As badaladas do ano novo costumam dar fulgor a resoluções, promessas e listas de desejos, mas poucas vezes na História nos encontrámos num início tão consequente como este. A aurora de 2021, que marca também o início de uma nova década, coloca-nos perante uma encruzilhada colectiva.
Estamos prestes a concretizar uma campanha sem precedentes de vacinação, enfrentaremos uma dura recessão pós-pandemia, estamos a aproximar-nos do ponto sem retorno na crise climática e lidamos com a mais perigosa onda de desinformação da modernidade.
Gerd Leonhard, futurista alemão que lidera a The Futures Agency na Suíça, escreveu recentemente que "os próximos dez anos vão determinar o nosso futuro enquanto espécie." À primeira vista pareceu-me um exagero. Pensei em décadas tão determinantes quanto os loucos anos vinte do século XX, a Segunda Guerra Mundial nos anos quarenta, a conquista do espaço nos anos sessenta, o advento da www nos anos noventa. Todas as épocas enfrentam os seus perigos e desafios, e embora haja algumas mais pacíficas que outras, nenhuma década varre a Humanidade sem deixar marcas indeléveis.
Mas Leonhard tem razão no vaticínio. O futurista refere várias questões fundamentais, desde a recuperação pós covid-19 à desigualdade do "capitalismo desalinhado", as consequências indesejadas do avanço tecnológico e as alterações climáticas. Eu foco-me essencialmente neste último ponto, porque os outros são passíveis de resolução desde que haja vontade política.
A crise climática, no entanto, é o problema mais difícil de resolver, apesar de ser o mais premente de todos. A ela está associado tudo o que virá. Nunca na História da Humanidade houve uma ameaça existencial tão forte quanto esta, com a possibilidade real de chegar a um ponto sem retorno. Tudo aquilo que a Humanidade consegue dominar no planeta - e mais além - não é suficiente para garantir a continuidade da espécie se não formos capazes de reverter as alterações no clima, que é o que nos permite sobreviver.
Além disso, as outras questões de monta estão relacionadas com esta. O capitalismo selvagem é uma das causas da crise climática. A deterioração do ambiente e o total desrespeito pelas outras espécies e os seus habitats poderão, por sua vez, trazer mais pandemias e doenças mortíferas para os humanos. E o avanço tecnológico que não tiver por base a preservação da dignidade humana terá uma cadeia de valor destrutiva.

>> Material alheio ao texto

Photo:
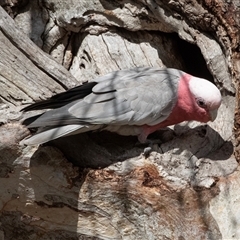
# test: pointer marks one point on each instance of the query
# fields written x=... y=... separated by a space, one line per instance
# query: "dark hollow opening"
x=193 y=59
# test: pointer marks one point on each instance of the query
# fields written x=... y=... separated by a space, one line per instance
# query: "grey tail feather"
x=51 y=134
x=63 y=98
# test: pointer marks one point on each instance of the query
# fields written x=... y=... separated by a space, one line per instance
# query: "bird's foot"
x=150 y=146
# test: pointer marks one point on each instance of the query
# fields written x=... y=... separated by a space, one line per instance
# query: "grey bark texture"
x=99 y=185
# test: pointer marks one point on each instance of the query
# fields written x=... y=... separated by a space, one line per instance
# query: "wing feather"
x=127 y=97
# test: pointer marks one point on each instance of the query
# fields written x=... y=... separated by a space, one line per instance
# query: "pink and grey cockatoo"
x=130 y=102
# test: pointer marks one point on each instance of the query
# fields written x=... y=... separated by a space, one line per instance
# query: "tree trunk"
x=99 y=185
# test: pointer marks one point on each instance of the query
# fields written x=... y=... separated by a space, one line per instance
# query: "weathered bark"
x=98 y=185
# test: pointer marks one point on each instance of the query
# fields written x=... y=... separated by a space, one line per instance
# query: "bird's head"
x=206 y=97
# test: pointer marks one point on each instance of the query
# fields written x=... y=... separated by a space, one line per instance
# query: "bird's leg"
x=142 y=138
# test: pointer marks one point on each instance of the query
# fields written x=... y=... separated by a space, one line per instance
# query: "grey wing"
x=145 y=96
x=128 y=97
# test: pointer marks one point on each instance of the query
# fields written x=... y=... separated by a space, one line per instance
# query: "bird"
x=136 y=101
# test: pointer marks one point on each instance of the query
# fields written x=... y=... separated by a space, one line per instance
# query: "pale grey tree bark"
x=99 y=185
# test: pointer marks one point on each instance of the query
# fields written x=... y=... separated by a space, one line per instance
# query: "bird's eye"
x=201 y=103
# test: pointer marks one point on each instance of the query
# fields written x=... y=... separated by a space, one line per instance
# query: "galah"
x=130 y=102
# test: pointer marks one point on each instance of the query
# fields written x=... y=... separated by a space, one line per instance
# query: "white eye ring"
x=201 y=103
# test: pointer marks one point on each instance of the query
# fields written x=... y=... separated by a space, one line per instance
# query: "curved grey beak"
x=213 y=114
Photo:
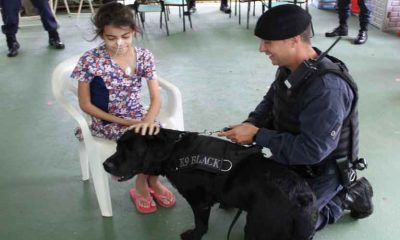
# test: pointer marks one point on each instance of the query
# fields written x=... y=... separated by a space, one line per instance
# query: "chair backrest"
x=171 y=114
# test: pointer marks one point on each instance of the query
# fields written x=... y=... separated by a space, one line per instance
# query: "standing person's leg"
x=10 y=15
x=192 y=6
x=224 y=7
x=364 y=17
x=49 y=22
x=344 y=13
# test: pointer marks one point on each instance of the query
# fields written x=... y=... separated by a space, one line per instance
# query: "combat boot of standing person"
x=10 y=14
x=344 y=12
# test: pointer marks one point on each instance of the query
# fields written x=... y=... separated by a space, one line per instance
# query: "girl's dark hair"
x=115 y=14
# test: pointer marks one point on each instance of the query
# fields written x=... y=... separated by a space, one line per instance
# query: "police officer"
x=307 y=121
x=344 y=13
x=10 y=14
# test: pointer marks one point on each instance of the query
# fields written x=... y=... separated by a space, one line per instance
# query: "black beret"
x=282 y=22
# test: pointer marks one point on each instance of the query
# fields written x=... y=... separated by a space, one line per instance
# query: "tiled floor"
x=222 y=77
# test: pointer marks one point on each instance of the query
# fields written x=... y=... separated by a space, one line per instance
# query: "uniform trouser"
x=364 y=16
x=325 y=188
x=10 y=13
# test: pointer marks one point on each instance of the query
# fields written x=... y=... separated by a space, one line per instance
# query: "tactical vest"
x=287 y=102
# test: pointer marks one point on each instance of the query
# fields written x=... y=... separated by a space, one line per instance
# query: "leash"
x=239 y=212
x=208 y=132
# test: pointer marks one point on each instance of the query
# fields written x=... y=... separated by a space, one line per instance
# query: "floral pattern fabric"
x=123 y=89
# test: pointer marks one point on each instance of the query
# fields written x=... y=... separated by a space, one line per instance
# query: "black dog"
x=279 y=204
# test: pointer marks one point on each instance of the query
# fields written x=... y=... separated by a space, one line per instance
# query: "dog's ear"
x=171 y=135
x=305 y=199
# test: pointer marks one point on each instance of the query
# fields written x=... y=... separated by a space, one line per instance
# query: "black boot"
x=362 y=37
x=339 y=31
x=54 y=40
x=357 y=199
x=225 y=8
x=13 y=45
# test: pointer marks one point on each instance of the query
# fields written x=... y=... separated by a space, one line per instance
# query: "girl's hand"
x=145 y=127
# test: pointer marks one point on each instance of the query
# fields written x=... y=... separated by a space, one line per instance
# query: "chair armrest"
x=173 y=109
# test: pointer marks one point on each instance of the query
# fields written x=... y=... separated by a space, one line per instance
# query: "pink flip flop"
x=166 y=199
x=139 y=201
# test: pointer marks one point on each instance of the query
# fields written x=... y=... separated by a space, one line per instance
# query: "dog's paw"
x=190 y=235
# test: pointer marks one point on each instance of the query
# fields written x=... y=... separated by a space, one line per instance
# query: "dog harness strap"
x=203 y=162
x=239 y=212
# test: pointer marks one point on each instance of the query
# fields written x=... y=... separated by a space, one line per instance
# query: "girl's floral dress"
x=112 y=89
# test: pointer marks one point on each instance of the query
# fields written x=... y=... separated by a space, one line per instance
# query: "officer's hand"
x=241 y=133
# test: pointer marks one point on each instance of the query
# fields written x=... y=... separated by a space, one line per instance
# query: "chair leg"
x=236 y=3
x=141 y=16
x=100 y=181
x=240 y=16
x=83 y=157
x=161 y=19
x=166 y=23
x=230 y=7
x=190 y=21
x=167 y=12
x=248 y=14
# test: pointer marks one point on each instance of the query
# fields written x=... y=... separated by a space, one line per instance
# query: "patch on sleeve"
x=335 y=131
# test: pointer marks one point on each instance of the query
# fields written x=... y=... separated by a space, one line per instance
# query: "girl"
x=110 y=78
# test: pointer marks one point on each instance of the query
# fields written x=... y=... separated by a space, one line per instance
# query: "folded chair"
x=141 y=7
x=182 y=4
x=93 y=150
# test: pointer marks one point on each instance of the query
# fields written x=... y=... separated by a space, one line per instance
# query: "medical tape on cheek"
x=119 y=44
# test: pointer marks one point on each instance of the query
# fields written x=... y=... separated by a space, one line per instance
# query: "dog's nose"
x=109 y=166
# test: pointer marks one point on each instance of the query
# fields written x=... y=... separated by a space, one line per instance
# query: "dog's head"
x=142 y=154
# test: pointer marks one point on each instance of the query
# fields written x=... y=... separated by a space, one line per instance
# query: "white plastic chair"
x=93 y=150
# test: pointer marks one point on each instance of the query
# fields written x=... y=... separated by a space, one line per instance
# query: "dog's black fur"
x=279 y=204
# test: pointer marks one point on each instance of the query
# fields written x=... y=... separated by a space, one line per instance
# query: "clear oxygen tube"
x=128 y=69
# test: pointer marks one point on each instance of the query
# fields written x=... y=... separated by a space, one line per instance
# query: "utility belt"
x=345 y=168
x=317 y=170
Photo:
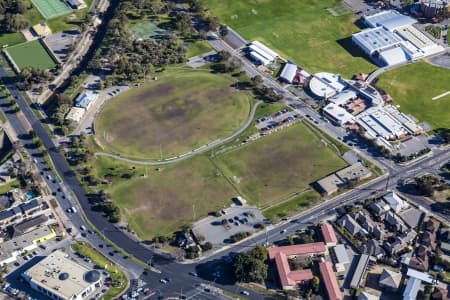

"O futuro é Pessoas Planeta Propósito e Prosperidade", disse Gerd Leonhard, "ou nenhum destes." Estamos mesmo num ponto em que é preciso destruir e reconstruir os sistemas que nos levaram à beira deste precipício, e apesar de Leonhard se afirmar um optimista, eu estou com dificuldade em ver sinais positivos que permitem olhar em frente com esperança.
O que vejo é o populismo a arrastar consigo pessoas que anteriormente estavam imunes às mensagens de ódio. O que vejo é o fechar de olhos quanto se aponta que a produção em massa e consumo desenfreado de animais têm consequências devastadoras e precisam de ser contidos. Vejo a inexistência de um patamar comum onde há um punhado de verdades que são respeitadas. Vejo a perseguição da vitória a todo o custo e a morte da meritocracia.
Para esta década que agora começa, precisamos destes dois tipos de cidadãos: os optimistas como Gerd Leonhard, que teorizam sobre a tecnologia humanista e como tirar a nossa espécie deste buraco, e os pessimistas como eu, que gritam constantemente que a casa está a arder.
A mudança é dura - mal conseguimos manter as resoluções de Ano Novo depois de Fevereiro, quanto mais atacar problemas estruturais. Só que, neste ponto da História, não vamos ter outra hipótese. Sabemos para onde temos de ir, precisamos é de fazer as escolhas certas. Sabendo agora que, se não mudarmos voluntariamente, as condicionantes externas vão fazê-lo por nós. Estamos num momento de inflexão, o que é tanto um risco de catástrofe como uma oportunidade de construir algo melhor. Espero que Gerd Leonhard tenha razão e nós sejamos capazes, como espécie, de estar à altura do que nos virá a acontecer.
Bem-vindos ao primeiro ano do resto das nossas vidas.